Mas nem todas são más notícias: James Bullard, do Fed de St. Louis, vê forte retração da economia no primeiro semestre, mas também enxerga “boom” para o quarto trimestre de 2020. Mas, sem exceção, todas as projeções para o mundo são péssimas. A Alemanha, sempre tão austera em termos de política econômica e sempre crítica de expansões monetárias, nessa pandemia lidera com medidas adotadas. Somando tudo que os alemães estão fazendo em termos de isenções estímulos e adiamentos de tributos; chegam a 50% do PIB. A Itália que não tem folga fiscal alguma ultrapassa um pouco os 20% do PIB. Mas a sensação de todos, inclusive com os trilhões de dólares americanos, é de que será preciso ainda mais estímulos que os anunciados. Mas o tempo vai dizer.

Os indicadores de conjuntura anunciados durante a semana, apesar de já defasados da situação presente, não vieram positivos. Na China, o PBoC (O Banco Central do país) mexeu no compulsório dos bancos pequenos, reduziu juros do excesso de reservas cortou a taxa de recompra reversa de sete dias para 2,2%. No Japão, o governo anunciou pagamento de 300 mil ienes para as famílias afetadas pelo covid-19 e segue com seu programa de ajuda as pessoas e empresas.

Nos EUA, o governo começa a achar que o programa anunciado não será suficiente, mas segue em ação os cheques para 175 milhões de americanos serão enviados, os bancos estão prontos para emprestar para pequenas empresas e fala-se em ambicioso programa de investimento em infraestrutura. Lá, já a quem projete que o PIB de 2020 possa encolher 6%.Os dados do payroll de março mostraram destruição de 701 mil empregos, mas esse número pode subir para 10 milhões em abril e eleva a taxa de desemprego acima de dois dígitos.

Desnecessário citar que todos os indicadores de atividade industrial e serviços (PMI e ISM) divulgados durante a semana vieram em quedas, exceto o da China com o início de retomada das atividades. Alguns vieram melhores que o projetado, mas também não significam tanto diante da dimensão que a pandemia está tomando na economia. Os países emergentes sofrem com as saídas precipitadas de recursos, mas o Fed volta a ampliar a oferta de moeda com recompra de títulos em mãos de estrangeiros.

A outra confusão se refere ao mercado de petróleo com as disputas entre a Arábia Saudita e a Rússia que levou o preço do barril na semana para baixo de US$ 20. Porém, mais para o final da semana, a China anunciou que compraria óleo para suas reservas estratégicas, e nos EUA, Trump conversou com o príncipe saudita, que já tinha conversado com Vladmir Putin, da Rússia, e uma reunião da Opep+ foi confirmada para esta segunda-feira, e se fala em corte de produção próximo de 8 milhões de barris/dia.

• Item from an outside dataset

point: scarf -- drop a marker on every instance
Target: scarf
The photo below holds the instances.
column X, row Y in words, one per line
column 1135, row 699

No segmento local, como temos alertado desde o início, falta um coordenador para a situação de crise e as medidas anunciadas pela equipe econômica são dispersas e demoram a tramitar e chegar em quem realmente está necessitando. Além disso, parece que serão insuficientes e terão de serem reforçadas, principalmente se o isolamento demorar mais tempo como se prevê.

Destaque positivo para o presidente da Câmara que cobra celeridade do Executivo e quer votar rapidamente medidas para destravar o governo e dar segurança jurídica. O congresso, por exemplo, votou e aprovou o PLN 2 dando maior flexibilidade para o orçamento de crise e querem votar o orçamento de guerra até essa sexta–feira. Rodrigo Maia, diz querer ficar fora das discussões políticas com presidente e atuar em minorar a crise, mas precisa que governo encaminhe matérias.

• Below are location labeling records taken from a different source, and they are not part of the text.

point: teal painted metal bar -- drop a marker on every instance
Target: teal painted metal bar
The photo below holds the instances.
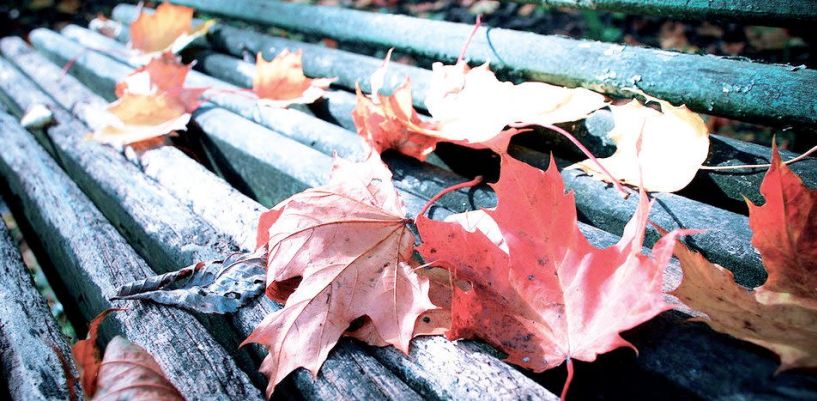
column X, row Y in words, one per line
column 762, row 12
column 772, row 94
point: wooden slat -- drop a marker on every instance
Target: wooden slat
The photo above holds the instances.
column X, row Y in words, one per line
column 32, row 348
column 761, row 12
column 675, row 358
column 738, row 89
column 725, row 189
column 502, row 381
column 93, row 259
column 729, row 244
column 348, row 373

Já o presidente parece brigar com todos e se isola, principalmente com seu ministro da Saúde Mandetta que tem feito bom trabalho técnico, enquanto o presidente destoa de todos, inclusive de estadistas externos sobre o isolamento social necessário. Mandetta diz que não pedirá saída e Bolsonaro diz que não será exonerado. Teremos que ver onde a corda vai arrebentar. Na economia, a previsão do governo é que com os esforços de crise o déficit primário de 2020 atinja R$ 419,2 bilhões, mas isso é o menos importante no momento. Porém, depois o governo terá que cuidar disso e encaminhar as reformas que ficaram esquecidas.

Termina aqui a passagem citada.